Als je moeder een respectabele leeftijd heeft en het afgelopen half jaar drie keer met een ambulance naar het ziekenhuis is gebracht, valt het woord ‘dood’ wat vaker uit je mond dan je zou willen. Kinderen pakken daar automatisch iets van op. Vannacht kon mijn kleinste niet zo goed slapen. Ze is bang voor een kort leven en kreeg buikpijn bij die gedachte. Ze dacht er aan dat een hele hoop kinderen niet worden geboren of een kort leven hebben. Maar in een gesprek met haar moeder zei ze ook iets moois: We zijn eigenlijk geluksvogels dat we mogen leven. Omdat we dingen kunnen beleven.
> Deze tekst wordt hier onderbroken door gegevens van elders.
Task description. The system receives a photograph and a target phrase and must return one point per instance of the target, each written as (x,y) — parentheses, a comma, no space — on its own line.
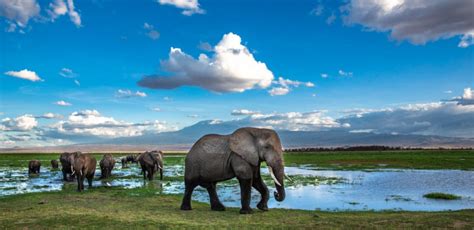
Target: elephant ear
(242,142)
Het alledaagse leven met bijhorende problemen zorgt vaak voor een grijze sluier. Ook worden onze gevoelens afgestompt doordat bijzondere dingen in gewoontes zijn veranderd. Ik kom uit een eenvoudig gezin. En als we vroeger een keer uit gingen eten, was dat een ware belevenis. Er is ook een lange periode geweest, dat ik twee of drie keer per week buiten de deur at. En dan wordt uiteten niet meer als een bijzondere belevenis ervaren. Jammer dat we die grijze sluier niet weg kunnen nemen. Jammer dat we voor zulk soort gevoelszaken geen reset-knop hebben… Maar ik geloof ook dat een groot deel van die grijze sluier tussen je oren zit. We beleven dingen dingen vaak niet (meer) zo intens, omdat onze gedachten vaak op een andere plek zitten dan ons lichaam.
Denk dat ik binnenkort ga proberen mijn lichaam en geest weer op één lijn te krijgen en mijn zintuigen ga verwennen: een pot Ben & Jerry’s voor mijn smaakpapillen; lekker luisteren naar mijn favoriete muziek; even wat langer bij de warme bakker staan en diep ademhalen; een mooi fotoboek bekijken en genieten van een heftige vrijpartij. Want van al die miljoenen zaadcellen, ben ik een geluksvogel.